With Boris Johnson on the mend, attention inevitably turns to when he will be back in the driving seat. His health advisors might well want him to spend weeks recovering and, for his health, that might be best. However, he – and no-one else – is prime minister. Once he again becomes available, he inevitably gains both power and responsibility because whatever ministers (including Raab) decide, he has the capacity to over-rule, or at least to act as a court of political appeal. Only if he is formally stripped of that power until he is in a position to fully return, can those acting in his absence properly do so. (In truth, even if formally stripped of his powers, a convalescing PM would still retain soft power if people believed he’d be shortly returning to office. Still, something is better than nothing).

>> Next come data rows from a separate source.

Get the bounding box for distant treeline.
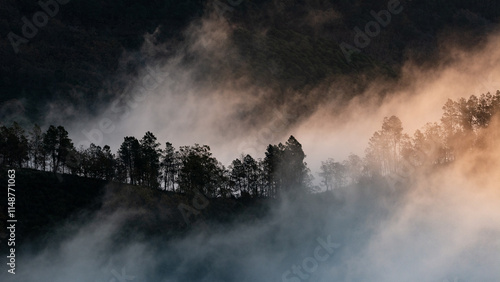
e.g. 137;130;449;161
0;91;500;197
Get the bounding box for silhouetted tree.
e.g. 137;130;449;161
140;131;161;188
178;144;225;197
161;142;179;191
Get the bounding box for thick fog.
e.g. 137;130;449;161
2;5;500;282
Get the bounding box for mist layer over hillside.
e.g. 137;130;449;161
0;1;500;282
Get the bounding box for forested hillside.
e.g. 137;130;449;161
0;0;500;123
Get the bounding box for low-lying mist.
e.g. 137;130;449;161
2;129;500;282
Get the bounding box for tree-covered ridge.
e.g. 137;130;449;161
0;0;500;121
0;91;500;198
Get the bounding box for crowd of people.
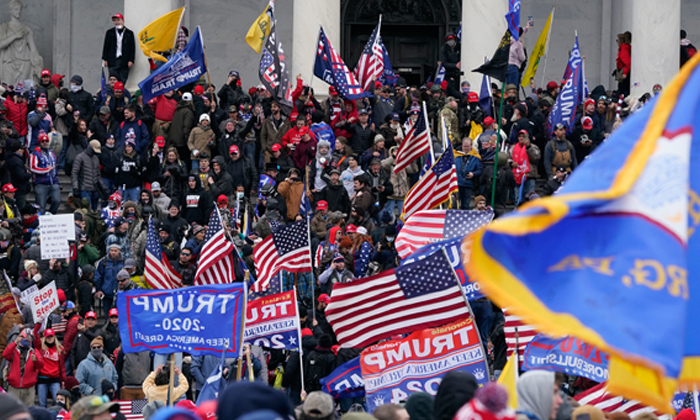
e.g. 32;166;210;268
0;9;694;420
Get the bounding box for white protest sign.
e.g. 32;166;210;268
39;214;75;260
29;281;59;322
19;284;39;305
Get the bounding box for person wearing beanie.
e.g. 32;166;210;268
75;334;119;396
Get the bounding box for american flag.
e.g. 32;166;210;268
326;252;469;348
114;400;148;420
401;148;458;221
574;383;671;420
194;207;236;286
143;218;182;289
503;308;537;362
314;27;373;99
253;219;311;292
396;210;493;258
394;103;430;174
355;19;384;90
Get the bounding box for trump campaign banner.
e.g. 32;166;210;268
139;26;207;103
360;317;489;412
117;283;246;357
522;334;610;382
243;290;301;350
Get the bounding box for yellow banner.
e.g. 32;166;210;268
139;7;185;62
520;9;554;87
245;3;272;53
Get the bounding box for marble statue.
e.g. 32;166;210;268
0;0;44;85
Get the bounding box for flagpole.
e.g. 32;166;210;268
540;6;556;87
491;81;506;211
441;248;490;378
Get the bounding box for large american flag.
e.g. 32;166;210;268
143;218;182;289
253;219;312;292
396;210;493;258
574;383;671;420
355;20;384;90
114;400;148;420
394;104;430;174
314;27;373;99
326;252;469;348
503;308;537;363
194;206;236;286
401;147;459;221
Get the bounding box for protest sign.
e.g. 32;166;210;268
117;283;245;357
360;317;489;412
39;214;75;260
243;290;300;350
29;281;60;323
522;334;610;382
319;356;365;399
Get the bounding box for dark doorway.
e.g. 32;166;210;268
341;0;462;86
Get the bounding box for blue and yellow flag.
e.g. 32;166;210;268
465;56;700;412
245;0;275;54
139;7;185;62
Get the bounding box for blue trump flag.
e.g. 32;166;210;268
319;356;365;399
465;56;700;412
522;334;610;382
139;26;207;103
506;0;520;41
117;283;245;357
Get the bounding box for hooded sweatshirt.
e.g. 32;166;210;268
516;370;554;420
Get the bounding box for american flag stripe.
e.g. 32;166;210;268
326;252;469;348
574;383;671;420
194;207;235;286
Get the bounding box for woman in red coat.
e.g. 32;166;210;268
615;31;632;96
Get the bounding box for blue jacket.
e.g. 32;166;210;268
116;118;150;155
455;155;482;188
95;255;124;298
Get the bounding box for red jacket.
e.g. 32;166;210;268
615;44;632;76
2;341;44;388
4;99;29;136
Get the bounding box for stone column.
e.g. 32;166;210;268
289;0;340;91
124;0;181;92
461;0;508;92
630;0;681;96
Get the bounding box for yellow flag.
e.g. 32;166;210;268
245;1;274;53
520;9;554;87
498;351;518;410
139;7;185;62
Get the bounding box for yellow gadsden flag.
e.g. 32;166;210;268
245;0;275;53
520;9;554;87
139;7;185;62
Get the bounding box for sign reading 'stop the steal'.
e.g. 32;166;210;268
117;283;245;356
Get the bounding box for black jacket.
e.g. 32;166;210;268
102;27;136;67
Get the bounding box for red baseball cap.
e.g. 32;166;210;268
2;184;17;192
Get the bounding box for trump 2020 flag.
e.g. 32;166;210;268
314;28;373;99
465;56;700;412
139;26;207;103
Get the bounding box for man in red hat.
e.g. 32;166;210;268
102;13;136;83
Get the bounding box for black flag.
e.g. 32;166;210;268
472;30;510;82
260;25;293;115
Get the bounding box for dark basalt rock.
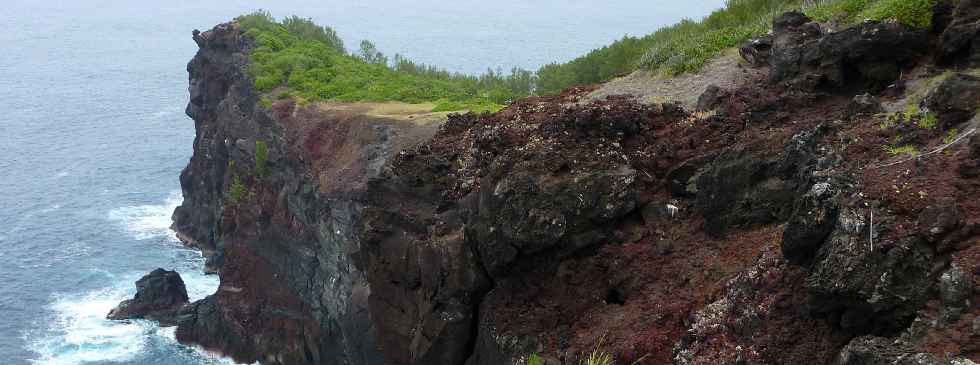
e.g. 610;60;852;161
806;212;937;335
923;73;980;130
738;35;773;67
939;264;973;323
780;180;841;265
106;269;188;326
845;93;885;118
769;13;929;90
957;132;980;178
695;126;827;236
838;336;947;365
918;198;962;244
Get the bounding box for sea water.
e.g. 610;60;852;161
0;0;723;365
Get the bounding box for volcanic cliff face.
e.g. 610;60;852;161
174;24;435;364
174;0;980;365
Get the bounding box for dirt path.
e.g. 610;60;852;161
582;48;766;109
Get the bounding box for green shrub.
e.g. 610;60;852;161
236;11;535;112
881;145;919;156
255;140;269;177
915;113;939;129
943;128;960;145
228;175;248;204
861;0;936;28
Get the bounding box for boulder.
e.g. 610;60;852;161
919;198;962;244
769;14;929;90
697;85;729;111
692;126;828;237
806;207;936;335
957;133;980;178
838;336;947;365
780;181;840;265
738;35;773;67
845;93;885;118
939;264;973;323
923;73;980;130
106;269;188;326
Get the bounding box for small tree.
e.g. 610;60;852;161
357;39;388;65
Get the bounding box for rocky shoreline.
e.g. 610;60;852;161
110;0;980;365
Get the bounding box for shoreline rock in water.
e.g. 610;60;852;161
106;269;188;327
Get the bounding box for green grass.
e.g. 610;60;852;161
236;11;534;111
236;0;940;106
255;140;269;177
915;112;939;129
538;0;940;93
881;145;919;156
807;0;937;28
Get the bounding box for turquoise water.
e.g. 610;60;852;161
0;0;723;365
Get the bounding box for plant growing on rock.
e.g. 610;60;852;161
881;145;919;156
255;140;269;177
228;175;248;204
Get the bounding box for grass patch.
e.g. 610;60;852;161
538;0;940;93
943;128;960;145
881;145;919;156
915;112;939;129
236;11;535;111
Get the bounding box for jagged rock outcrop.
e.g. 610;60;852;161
922;73;980;130
167;9;980;365
174;23;435;364
106;269;188;326
939;0;980;66
764;12;929;90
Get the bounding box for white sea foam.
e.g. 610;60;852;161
30;280;155;365
27;270;224;365
109;191;183;242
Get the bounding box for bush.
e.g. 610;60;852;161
236;11;535;112
228;175;248;204
255;140;269;177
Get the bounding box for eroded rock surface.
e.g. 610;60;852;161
168;10;980;365
106;269;188;326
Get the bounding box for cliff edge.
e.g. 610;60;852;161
174;4;980;365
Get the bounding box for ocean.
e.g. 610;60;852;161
0;0;724;365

It’s rare for a PM to be critically ill in office; still more so for it to be at a time of national crisis. Even so, it’s a position neither national nor party constitutions really cater for. Both assume that a PM or leader will be fit in office or, if not, will be in a position to resign if the need is there to. That is not an entirely safe assumption. There are loopholes: the No Confidence mechanisms could be used to replace a leader or PM not able to resign but neither expected to recover, but this isn’t ideal. Better then to take the hint from the near-miss of Johnson’s illness and close the constitutional gap.